Пока он справлял нужду и умывался, Бизон проснулся и уковылял к месту своего проживания. Зарядку Семен делать не стал, от завтрака отказался. Вместо этого он выворотил из обкладки очага два гранитных булыжника – большой и маленький, – подстелил кусок шкуры, собрал осколки «небесного камня» и начал методично крошить и растирать их до состояния грубозернистого песка. Он раздробил все до последнего кусочка, а потом потребовал себе пустую чистую глиняную миску – вон ту, плоскую. Каменную крошку он ссыпал в посудину и пошел к ручью. Ветка, с любопытством и испугом наблюдавшая за его манипуляциями, отправилась следом.
Она довольно долго смотрела, как Семхон полощет останки реликвии в холодной воде, время от времени дуя на замерзшие пальцы. В конце концов не выдержала:
– Что это ты?
– Что-что, – пробурчал Семен, – шлих мою!
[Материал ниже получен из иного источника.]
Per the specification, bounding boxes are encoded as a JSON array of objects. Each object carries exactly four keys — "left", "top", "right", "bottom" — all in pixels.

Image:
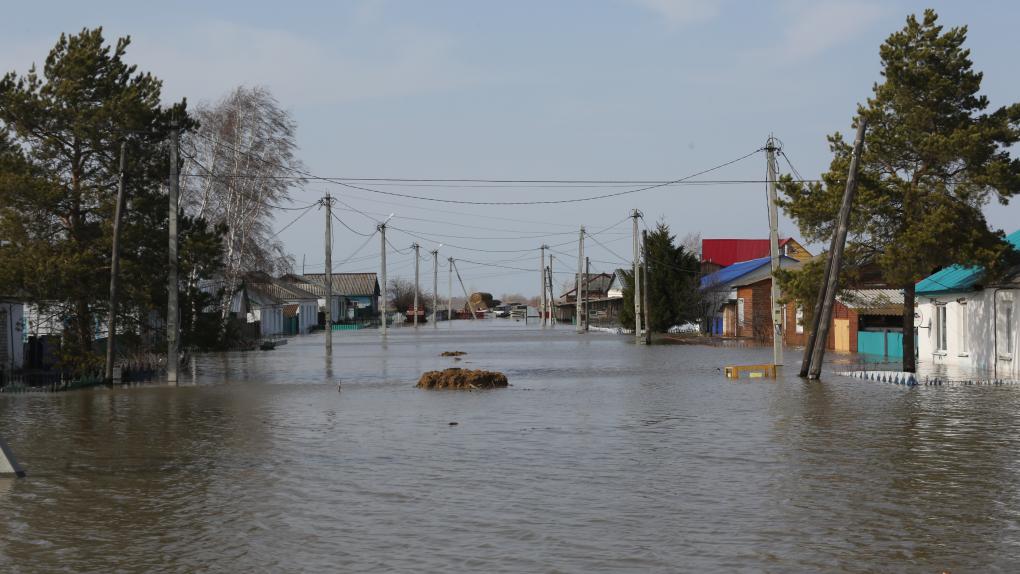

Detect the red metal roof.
[{"left": 701, "top": 238, "right": 790, "bottom": 267}]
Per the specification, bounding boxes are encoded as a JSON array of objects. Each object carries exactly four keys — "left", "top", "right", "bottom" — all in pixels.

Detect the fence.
[{"left": 0, "top": 361, "right": 161, "bottom": 393}]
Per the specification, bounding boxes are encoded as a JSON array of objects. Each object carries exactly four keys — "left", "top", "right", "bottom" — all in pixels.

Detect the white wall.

– Ших?! А кто это? Он где?
– Не ших, а шлих! Понимаешь… Вот, скажем, песок. Он состоит из разных крупинок. Одни из них тяжелые, а другие легкие. Как их отделить друг от друга? Люди будущего придумали такой способ. Вот видишь: желтые крупинки легче, и я их смываю водой. Сначала те, которые совсем легкие, потом более тяжелые. На дне остаются самые тяжелые песчинки. Это могут быть и кусочки металла, если он здесь есть.
– А что такое металл?
– Ты уже спрашивала когда-то. Я не могу тебе объяснить… Это примерно то, из чего сделан мой волшебный нож.
– Но в миске ничего такого не осталось, да?
– Не осталось… – вздохнул Семен.
Шлих он домыл до конца: на дне только полсотни темных зернышек магнетита и какого-то красноватого минерала. Он ругнулся, потряс замерзшими пальцами, чтобы прилила кровь, и попытался потоком воды разделить и этот остаток. Красные минеральчики остались, а магнетит ушел. «Сюда бы бинокулярный микроскоп, – уныло размышлял Семен. – Или хотя бы лупу. Впрочем, и так ясно, что это какие-то акцессорные минералы – гранаты, наверное. Вот только не помню: они тяжелее магнетита или легче? Впрочем, фигня это все – ничего тут нет…»
– Ничего тут нет, – сказал он вслух и собрался вылить содержимое своего импровизированного лотка. – Пусто!
– Ой, погоди! – всполошилась Ветка. – Не выбрасывай – дай мне! Такие маленькие, красненькие – хи- хи!
– Зачем тебе? – удивился Семен и пальцем выгреб ей на ладонь остатки тяжелой фракции.
– А вот не скажу! – засмеялась Ветка, слизнула камушки и… проглотила!
– Ты что, обалдела? С ума сошла, да?
– Ну, Семхо-он… Они же тебе не нужн-ны…
– Но глотать-то зачем?!
Ветка покраснела и опустила голову.
– Э-э, ты чего это? – заволновался Семен. Он зацепил пальцем ее за подбородок и ласково приподнял лицо: – Ну-ка, признавайся! Это что такое?!
– Ну, Семхо-он… Тебе нельзя знать… Это женское… Примета такая – чтобы ребеночек…
– Веточка, солнышко мое! Не нужны тебе никакие приметы! А ребеночек у тебя будет: думаешь, я не заметил, что ты давно уже мох не собирала?
– Ну, Семхо-он…
Он пожевал чего-то из керамического котелка – почти машинально, не чувствуя вкуса. Попил воды, забрал посох и отправился бродить по степи. Сначала за ним увязались две собаки, но они быстро поняли, что ни охотиться, ни играть с ними человек не будет, и ушли обратно в поселок.
Ни дождя, ни снега не было уже несколько дней, трава подсохла, но земля еще оставалась влажной. Отчетливо просматривался молодой подрост травы – снега и кратковременных заморозков эти растения, наверное, не боялись. «Озимые, блин горелый», – вздохнул Семен и направился по широкой дуге вокруг поселка.
Вечерело, маленькое нежаркое солнце сползало за горизонт, в оврагах и распадках густели тени.